A new report by the Canada Green Building Council (CaGBC) provides an action plan to close the low-carbon building skills gap in the Ontario construction industry. With structures accounting for 30 per cent of all greenhouse gas (GHG) emissions, addressing the current gap in low-carbon building skills is important if Canada is to meet its 2030-target of reducing emissions to 30 per cent below 2005 levels. In Ontario, the most country’s populous province, the impact of the skills gap is estimated at $24.3 billion of gross domestic product (GDP) in foregone company revenues, with an additional $3.7 billion lost in foregone taxation.

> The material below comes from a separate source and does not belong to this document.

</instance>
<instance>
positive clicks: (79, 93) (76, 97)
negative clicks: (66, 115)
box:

Entitled “Trading Up: Equipping Ontario Trades with the Skills of the Future,” the report puts forward recommendations for new types of training, incentives, and construction processes to help the trades workforce support the construction and mass retrofit of buildings to lower GHG emissions. Specifically, tradespeople need to be trained on:
- building efficient building envelopes, including framing, insulation, windows, and glazing;
- installing advanced mechanical systems including HVAC; and
- maintaining energy-efficient furnaces, boilers, water heaters, solar panels, and geoexchange systems.
CaGBC’s report also demonstrates technical skills alone will not satisfy the requirements of low-carbon buildings. The report shows the threshold for mistakes in high-performing buildings is narrow and demands a higher level of sophistication, integration, and precision for the entire project team.
The report explores different delivery modes for training, ranging from full-time, in-class courses to short, online programs and on-the-job training, as well as calling for a new certificate for low-carbon skills to help the industry identify and secure skilled trades for future projects.
The report was compiled by CaGBC with Mohawk College, design firm McCallumSather, the Cora Group, the City of Toronto, and the Ontario Building Officials Association (OBOA). The project was funded, in part, by the Ontario government. While the report examines the Ontario construction industry, its recommendations can be applied throughout Canada.